‘Fiddler’ opens run at CHT
CHURCH HILL — “Fiddler on the Roof,” the universally popular musical currently playing on Broadway, begins its three-week run at Church Hill Theatre on Friday, June 10. Director Sylvia Maloney leads more than 50 singers, dancers, musicians and crew members in this heartwarming tale of love caught between traditional values and modern aspirations at the beginning of the 20th centur y.
Tevye, a poor Jewish dairyman in Tsarist Russia, worries about providing for his wife and five daughters — always a relevant struggle. Golde, his shrewish wife, and Yente, the village matchmaker, plot to find prosperous husbands for the daughters. The girls have other ideas, hoping to marry on their own terms, even if the men they love are poor — or not even Jewish. Set amidst pogroms and political turmoil, the villagers of 1905 Anatevka strive to find a safe and fulfilling future in a rapidly changing world.
“Fiddler on the Roof,” with music by Jerry Bock, lyrics by Sheldon Harnick and book by Joseph Stein, is based on “Tevye and his Daughters,” by Sholem Aleichem.
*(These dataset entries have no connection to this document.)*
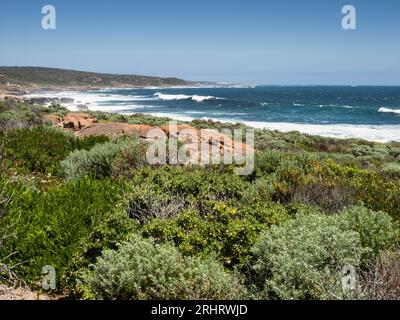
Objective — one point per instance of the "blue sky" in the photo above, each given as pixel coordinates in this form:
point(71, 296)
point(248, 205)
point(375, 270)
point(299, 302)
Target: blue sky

The show, originally starring Zero Mostel, opened on Broadway in 1964 and was the first musical in history to play more than 3,000 performances— a record it held almost ten years. “Fiddler” won nine Tony Awards, including Best Musical, Score, Book, Direction and Choreography. The film version was the highest grossing movie of 1971 and was nominated for eight Oscars.
In Church Hill Theatre’s production, Tevye is played by Herb Ziegler. His wife Golde is portrayed by Debra Ebersole and his five daughters by Kristi McNiece, Becca Van Aken, Grace McCreary, Maya McGrory and Lindsay McCowan. Kathy Jones is Yente, the matchmaker. Suitors are played by Mark Wiening, Matt Folker, Robert Branning and John Beck. Bob Chauncey, Will Covington, Caleb McNiece, Jusden Messick, and Michael Whitehill portray the men of Anatevka. Heather JoyceByers and Jean Leverage play characters in a fantastical dream, and Cavin Moore is the Fiddler. Other villagers are played by Jim Johnson, Elliott Morotti, Bryce Sullivan, Stefan Tisdale, Kylie Sommer, Kelly Ostazeski and Alyson Farnell.
Director Maloney is ably assisted by Musical Director Matt Davis and Choreographer Cavin Moore. Two youth Stage Managers, Morgan Armstrong and Katie Sardo, are advised by veteran Shannon Whitaker. Pianist Marie Harrison is the rehearsal pianist. Michael Whitehill and Brian Draper designed the set, and Draper also honed the artistic design. Doug Kaufmann is responsible for lighting design with the help of Kat Melton, while Henley Moore provides the sound. Debbie Ebersole, Tina Johnson and Erma Johnson devised the period costumes. Bernadette Alderson advised on hair and makeup and Pat Patterson provided the publicity photographs.
Matt Davis conducts the talented orchestra for “Fiddler:” Marie Harrison, piano; Tom Anthony, bass; Ann Baldwin, clarinet; Ron Demby, clarinet/flute; Ray Diedrichs, trumpet; Frank Gerber, percussion; Jane Godfrey, violin; Jim Pileggi, trombone; and Alphonso Ramirez, violin.
“Fiddler on the Roof” runs from June 10 to June 26, with performances at 8 p.m. on Fridays and Saturdays and 2 p.m. on Sundays. Tickets are $20 for adults, $15 for CHT members, and $10 for students. Discounted pricing is available for groups of 10 or more. Reservations for “Fiddler on the Roof” are strongly recommended, as CHT summer musicals tend to sell out. Call the CHT office at 410-556-6003 or visit online at www.churchhillthe atre.org.
Three leading couples, from left, Will Covington, Heather Joyce-Byers, Matt Folker, Becca Van Aken, Herb Ziegler and Debra Ebersole, perform a wedding dance in Church Hill Theatre’s production of Fiddler on the Roof.
A wedding celebration commences with a traditional bottle dance by villagers, from left, Bryce Sullivan, Robert Branning, Jusden Messick, and Elliott Morotti, in Church Hill Theatre’s production of “Fiddler on the Roof.”
Tevye (Herb Ziegler) listens intently as the Fiddler (Cavin Moore) plays the haunting opening music for Church Hill Theatre’s production of “Fiddler on the Roof.”